Optimization

The Optimization process is responsible for creating a PhysicalGraph from a Query. The only outside information an Optimizer is allowed to use are captured in the data class OptimizationParameters.

Implementing an Optimizer

An Optimizer has to implement the following interface:

interface OptimizationStrategy {
    fun optimize(query: Query, params: OptimizationParameters): OptimizationResult
}

With OptimizationParameters and OptimizationResult being defined as follows:

// default value omitted
data class OptimizationParameters(
    val dataCharacteristics: DataCharacteristics,
    val taskCapacity: Long,
    val availableTasks: Int,
    val probeOrderOptimizationStrategy: ProbeOrderOptimizationStrategy,
    val partitioningAttributesSelectionStrategy: PartitioningAttributesSelectionStrategy,
    val partitioningAttributesSelection: PartitioningAttributesSelection?,
    val crossProductsAllowed: Boolean)

data class OptimizationResult(
        val physicalGraph: PhysicalGraph,
        val costEstimation: CostEstimation)

data class CostEstimation(
        val storageCost: Double,
        val probeCost: Double
)

The OptimizationParameters have default values except for the dataCharacteristics.

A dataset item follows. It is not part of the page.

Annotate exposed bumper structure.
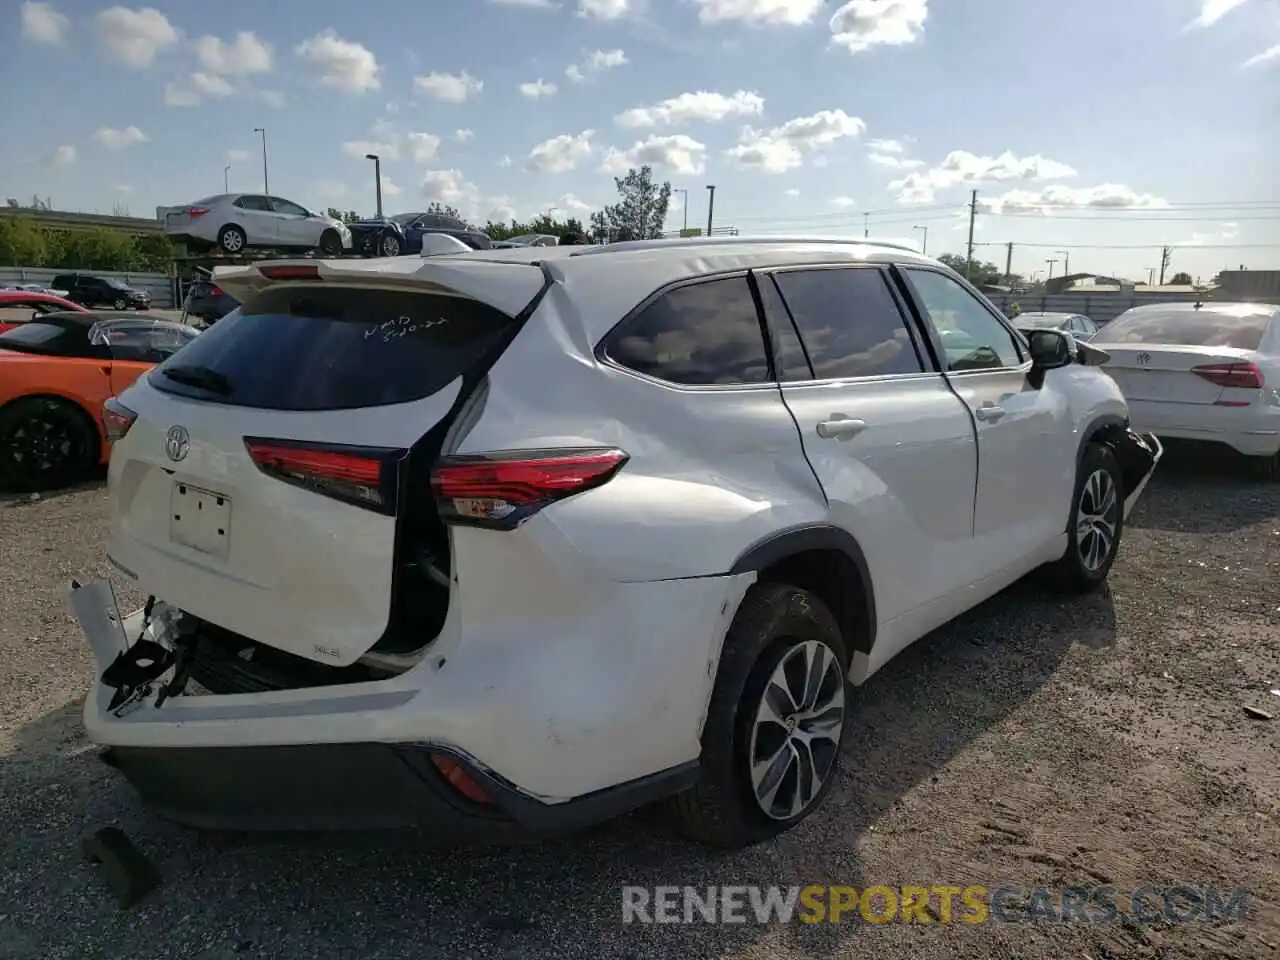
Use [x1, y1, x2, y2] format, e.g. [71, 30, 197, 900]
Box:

They can be modified, e.g. by command line flags using the CLI. The idea is, that it should be easy to add new parameters to the optimization process which do not influence other optimizers.

The same holds for CostEstimation. It might be that an optimizer can express more cost.

A custom optimizer looks from far away like this:

class MyOptimizer : OptimizationStrategy {
    override fun optimize(query: Query, params: OptimizationParameters): OptimizationResult {
        val graph = // something using query and params
        val cost = // maybe the cost are collected in a local data structure
        return OptimizationResult(graph, cost)
    }
}

Tree based optimization

An important class of optimizers uses join trees as intermediate data structures. For those, there is the abstract TreeStrategy class. Subclasses of that class need to implement

abstract fun optimizeTree(query: Query, params: OptimizationParameters): TreeOptimizationResult

// with this result type:
data class TreeOptimizationResult(
        val tree: MaterializationTree,
        val costEstimation: CostEstimation)

The TreeStrategy’s optimize method cares about translating the created MaterializationTree into a Physical Graph.